The title fight, the heralded Joshua’s U.S. debut, isn’t until June 1. The WBA, IBF, WBO and IBO belt holder is unbeaten (22-0, 21 knockouts), but has fought only in the United Kingdom, where he has filled London’s Wembley Stadium and Cardiff’s Principality Stadium for defenses of his title. Now, it’s the Garden, an arena synonymous with boxing, but a new locale for the champion.
“I am not here to win a popularity contest. I don’t want to focus on the recognition part,” Joshua said. “That’s a losing battle. But as far as fighting around the world, I like to fight wherever the market is. … Madison Square Garden is massive. Madison Square Garden is really big, brilliant.
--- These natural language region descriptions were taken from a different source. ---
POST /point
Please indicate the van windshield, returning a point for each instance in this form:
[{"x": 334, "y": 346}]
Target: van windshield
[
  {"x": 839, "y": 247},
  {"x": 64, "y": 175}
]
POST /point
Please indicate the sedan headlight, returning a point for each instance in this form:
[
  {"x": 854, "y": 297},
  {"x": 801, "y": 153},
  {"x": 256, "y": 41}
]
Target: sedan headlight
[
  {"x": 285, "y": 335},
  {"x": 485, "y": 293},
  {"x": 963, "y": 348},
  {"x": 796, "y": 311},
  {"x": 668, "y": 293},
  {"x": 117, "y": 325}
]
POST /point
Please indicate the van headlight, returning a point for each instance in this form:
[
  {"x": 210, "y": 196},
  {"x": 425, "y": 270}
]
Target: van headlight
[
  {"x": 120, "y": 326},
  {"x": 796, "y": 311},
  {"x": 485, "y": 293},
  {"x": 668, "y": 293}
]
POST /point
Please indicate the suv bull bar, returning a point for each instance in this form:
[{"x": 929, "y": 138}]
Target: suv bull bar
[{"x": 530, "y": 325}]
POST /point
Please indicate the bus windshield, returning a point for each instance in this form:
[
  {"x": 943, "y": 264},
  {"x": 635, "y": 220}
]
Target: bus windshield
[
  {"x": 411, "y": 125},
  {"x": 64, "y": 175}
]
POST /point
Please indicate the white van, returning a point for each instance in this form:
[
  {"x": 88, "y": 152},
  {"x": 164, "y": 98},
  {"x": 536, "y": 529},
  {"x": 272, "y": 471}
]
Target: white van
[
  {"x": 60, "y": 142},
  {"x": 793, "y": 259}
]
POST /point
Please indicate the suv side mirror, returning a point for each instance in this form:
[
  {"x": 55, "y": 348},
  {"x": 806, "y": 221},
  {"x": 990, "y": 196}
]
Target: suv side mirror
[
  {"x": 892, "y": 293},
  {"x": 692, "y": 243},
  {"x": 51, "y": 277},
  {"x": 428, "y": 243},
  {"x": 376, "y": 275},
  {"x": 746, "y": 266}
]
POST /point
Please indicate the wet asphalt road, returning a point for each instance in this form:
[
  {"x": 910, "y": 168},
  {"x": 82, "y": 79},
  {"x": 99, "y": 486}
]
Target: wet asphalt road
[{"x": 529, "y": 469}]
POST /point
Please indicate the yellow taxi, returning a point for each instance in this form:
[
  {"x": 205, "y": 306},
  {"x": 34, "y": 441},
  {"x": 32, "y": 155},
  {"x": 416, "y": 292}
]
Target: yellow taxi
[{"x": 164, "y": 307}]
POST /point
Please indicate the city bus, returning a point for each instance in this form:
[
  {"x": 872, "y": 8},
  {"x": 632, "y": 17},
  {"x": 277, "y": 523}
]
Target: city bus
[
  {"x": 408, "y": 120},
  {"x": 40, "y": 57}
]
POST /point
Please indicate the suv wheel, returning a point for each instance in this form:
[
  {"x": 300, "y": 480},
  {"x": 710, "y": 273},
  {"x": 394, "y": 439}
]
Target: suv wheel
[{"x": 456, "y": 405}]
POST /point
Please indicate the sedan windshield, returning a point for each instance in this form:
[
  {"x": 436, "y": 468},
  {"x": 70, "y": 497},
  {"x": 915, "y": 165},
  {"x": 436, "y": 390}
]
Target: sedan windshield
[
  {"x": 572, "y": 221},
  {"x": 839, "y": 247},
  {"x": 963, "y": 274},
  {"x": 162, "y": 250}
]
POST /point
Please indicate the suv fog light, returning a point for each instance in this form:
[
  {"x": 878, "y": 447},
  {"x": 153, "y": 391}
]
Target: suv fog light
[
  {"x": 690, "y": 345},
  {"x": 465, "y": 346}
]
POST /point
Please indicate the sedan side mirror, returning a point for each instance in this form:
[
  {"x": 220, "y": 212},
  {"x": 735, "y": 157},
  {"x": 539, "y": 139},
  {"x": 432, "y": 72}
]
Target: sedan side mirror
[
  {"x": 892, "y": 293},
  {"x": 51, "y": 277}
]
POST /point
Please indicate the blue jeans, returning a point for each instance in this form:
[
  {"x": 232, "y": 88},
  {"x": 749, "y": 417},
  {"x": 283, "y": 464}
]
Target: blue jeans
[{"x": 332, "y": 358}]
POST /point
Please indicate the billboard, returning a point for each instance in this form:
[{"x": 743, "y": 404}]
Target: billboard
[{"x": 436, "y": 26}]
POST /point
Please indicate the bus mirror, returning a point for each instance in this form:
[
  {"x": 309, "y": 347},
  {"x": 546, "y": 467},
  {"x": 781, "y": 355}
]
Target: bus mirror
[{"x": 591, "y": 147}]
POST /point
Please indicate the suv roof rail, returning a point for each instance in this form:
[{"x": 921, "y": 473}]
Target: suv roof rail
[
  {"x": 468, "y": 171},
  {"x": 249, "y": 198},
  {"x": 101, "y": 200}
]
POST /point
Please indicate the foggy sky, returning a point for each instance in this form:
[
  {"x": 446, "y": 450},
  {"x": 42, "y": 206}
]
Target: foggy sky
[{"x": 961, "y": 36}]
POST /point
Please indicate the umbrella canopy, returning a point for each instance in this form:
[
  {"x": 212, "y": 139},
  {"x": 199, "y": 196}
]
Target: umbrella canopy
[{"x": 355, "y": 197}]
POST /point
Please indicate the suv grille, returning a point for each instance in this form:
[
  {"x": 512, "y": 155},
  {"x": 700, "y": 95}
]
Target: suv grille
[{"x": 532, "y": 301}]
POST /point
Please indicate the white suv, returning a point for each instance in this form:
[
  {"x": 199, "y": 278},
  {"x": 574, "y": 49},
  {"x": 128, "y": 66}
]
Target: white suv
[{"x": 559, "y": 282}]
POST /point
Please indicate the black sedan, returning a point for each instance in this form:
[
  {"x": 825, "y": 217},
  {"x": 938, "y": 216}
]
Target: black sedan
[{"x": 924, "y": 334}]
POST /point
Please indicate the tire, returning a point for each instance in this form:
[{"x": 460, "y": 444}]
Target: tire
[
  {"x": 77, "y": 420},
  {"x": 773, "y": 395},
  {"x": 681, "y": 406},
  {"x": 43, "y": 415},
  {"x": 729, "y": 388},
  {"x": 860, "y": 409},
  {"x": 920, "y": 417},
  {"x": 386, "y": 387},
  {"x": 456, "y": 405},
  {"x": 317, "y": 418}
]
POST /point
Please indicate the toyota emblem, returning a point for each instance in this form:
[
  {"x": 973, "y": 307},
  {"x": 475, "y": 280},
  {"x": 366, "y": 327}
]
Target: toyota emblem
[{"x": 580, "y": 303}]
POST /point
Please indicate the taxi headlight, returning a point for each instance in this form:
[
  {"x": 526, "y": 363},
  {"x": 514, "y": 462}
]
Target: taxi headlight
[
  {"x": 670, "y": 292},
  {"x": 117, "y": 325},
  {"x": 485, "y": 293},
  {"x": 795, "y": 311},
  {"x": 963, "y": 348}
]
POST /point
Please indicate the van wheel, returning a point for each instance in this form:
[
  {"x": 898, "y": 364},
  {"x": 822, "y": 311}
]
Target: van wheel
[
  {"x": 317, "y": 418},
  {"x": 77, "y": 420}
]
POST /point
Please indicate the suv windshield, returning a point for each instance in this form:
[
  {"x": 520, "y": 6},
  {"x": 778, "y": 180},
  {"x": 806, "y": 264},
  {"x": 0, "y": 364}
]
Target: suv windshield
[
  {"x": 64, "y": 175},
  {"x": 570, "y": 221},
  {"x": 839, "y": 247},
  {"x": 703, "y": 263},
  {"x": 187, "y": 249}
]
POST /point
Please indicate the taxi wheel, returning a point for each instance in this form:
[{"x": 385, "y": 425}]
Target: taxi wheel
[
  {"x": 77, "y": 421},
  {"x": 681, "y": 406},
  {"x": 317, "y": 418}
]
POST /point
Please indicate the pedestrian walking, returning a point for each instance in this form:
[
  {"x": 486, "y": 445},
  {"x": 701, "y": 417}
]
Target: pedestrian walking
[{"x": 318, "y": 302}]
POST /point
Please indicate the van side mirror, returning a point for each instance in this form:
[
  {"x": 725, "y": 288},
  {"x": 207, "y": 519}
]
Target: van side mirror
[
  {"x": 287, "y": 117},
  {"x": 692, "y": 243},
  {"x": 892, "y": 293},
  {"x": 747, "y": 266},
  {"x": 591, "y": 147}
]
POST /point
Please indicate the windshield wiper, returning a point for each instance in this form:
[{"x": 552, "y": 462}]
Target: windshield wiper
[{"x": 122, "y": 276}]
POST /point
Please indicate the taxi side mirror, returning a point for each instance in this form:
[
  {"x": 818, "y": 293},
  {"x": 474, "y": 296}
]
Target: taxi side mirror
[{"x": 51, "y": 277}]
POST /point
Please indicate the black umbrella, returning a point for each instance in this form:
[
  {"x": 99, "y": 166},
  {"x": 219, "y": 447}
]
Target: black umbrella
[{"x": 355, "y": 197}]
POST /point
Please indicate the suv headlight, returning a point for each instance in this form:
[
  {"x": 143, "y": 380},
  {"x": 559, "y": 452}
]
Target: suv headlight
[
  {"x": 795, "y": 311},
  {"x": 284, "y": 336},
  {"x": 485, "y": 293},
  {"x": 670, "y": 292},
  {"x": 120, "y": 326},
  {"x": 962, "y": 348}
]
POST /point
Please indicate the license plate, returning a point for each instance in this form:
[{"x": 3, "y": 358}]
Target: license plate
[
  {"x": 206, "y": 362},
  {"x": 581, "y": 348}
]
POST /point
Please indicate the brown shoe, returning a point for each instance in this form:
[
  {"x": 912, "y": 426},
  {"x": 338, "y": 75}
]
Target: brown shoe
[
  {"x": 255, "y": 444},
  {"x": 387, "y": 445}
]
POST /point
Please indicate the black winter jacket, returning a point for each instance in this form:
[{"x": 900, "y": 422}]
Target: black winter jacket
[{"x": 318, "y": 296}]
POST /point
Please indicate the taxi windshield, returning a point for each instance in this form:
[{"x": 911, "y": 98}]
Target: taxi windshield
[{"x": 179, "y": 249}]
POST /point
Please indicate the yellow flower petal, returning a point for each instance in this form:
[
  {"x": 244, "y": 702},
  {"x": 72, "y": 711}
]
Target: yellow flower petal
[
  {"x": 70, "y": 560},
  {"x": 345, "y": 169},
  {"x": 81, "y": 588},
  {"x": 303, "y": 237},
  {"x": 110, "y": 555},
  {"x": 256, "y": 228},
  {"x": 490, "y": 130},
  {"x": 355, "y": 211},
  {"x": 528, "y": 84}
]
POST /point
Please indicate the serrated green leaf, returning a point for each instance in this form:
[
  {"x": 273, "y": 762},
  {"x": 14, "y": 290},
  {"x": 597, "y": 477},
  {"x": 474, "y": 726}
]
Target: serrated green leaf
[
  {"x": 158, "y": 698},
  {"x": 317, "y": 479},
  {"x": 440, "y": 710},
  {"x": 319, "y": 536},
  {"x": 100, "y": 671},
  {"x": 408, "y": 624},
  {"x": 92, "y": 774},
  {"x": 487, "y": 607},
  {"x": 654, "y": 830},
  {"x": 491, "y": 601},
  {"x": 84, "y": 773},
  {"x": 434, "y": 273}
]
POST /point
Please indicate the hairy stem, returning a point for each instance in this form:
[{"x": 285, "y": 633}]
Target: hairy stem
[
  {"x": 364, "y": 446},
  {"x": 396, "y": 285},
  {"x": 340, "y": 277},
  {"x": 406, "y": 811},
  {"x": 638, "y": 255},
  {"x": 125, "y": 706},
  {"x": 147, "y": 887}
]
Wembley holds a lot more people, but this is something different and new territory.
“We’ve built it from the ground up in the U.K., and now we’re coming over.”
Photo: Earl Wilson / New York Times
Image 1 1
He’s coming over to Miller’s backyard; the heavyweight known as Big Baby (23-0-1, 20 knockouts) is from Brooklyn.
Miller wasn’t slow to insult Joshua at every turn Tuesday, calling the Briton everything from “phony” to “no role model” to a “prom queen.”
In other words, the usual for the hype before a big fight.
The bout will be streamed by DAZN in the United States and televised by Sky Sports in the U.K.
Soccer: On a scoreless night in the Champions League, not even Lionel Messi and Luis Suarez could find a way to get a goal.
Barcelona’s attackers were held in check by host Lyon in a 0-0 draw in the first leg of the Champions League round of 16, and host Liverpool and Bayern Munich also drew 0-0 in a match between five-time champions.
The return legs are March 13; the away teams would each need a draw to advance. The host teams would need to win to advance.
• Fired U.S. men’s national-team head coach Jurgen Klinsmann received a $3.35 million settlement of his contract with the U.S. Soccer Federation, and his replacement, Bruce Arena, was given a $300,000 settlement after resigning after the U.S. failed to qualify for the 2018 World Cup, according to the USSF’s tax filing.
Dave Sarachan, Arena’s top assistant, was the interim head coach from October 2017 through last November. He had a base salary of $223,656 during the fiscal year.
U.S. women’s coach Jill Ellis earned $291,029 in base pay during the fiscal year, which did not include a major tournament. Her compensation was topped by under-20 men’s coach Tab Ramos, who had $295,558 in base pay plus a $30,000 bonus.
Motor sports: IndyCar will require its cars to have titanium debris deflectors on the cockpit beginning with this year’s Indianapolis 500. Justin Wilson was killed in 2015 when a piece of debris from another car struck him in the head.
Courts: Former NBA forward/center Glen “Big Baby” Davis has agreed to pay $15,000 to avoid up to five years jail time on drug charges. Davis was arrested at a Maryland hotel with 4 ounces of marijuana and a briefcase containing $92,000 last February, and indicted on seven counts of drug possession and distribution.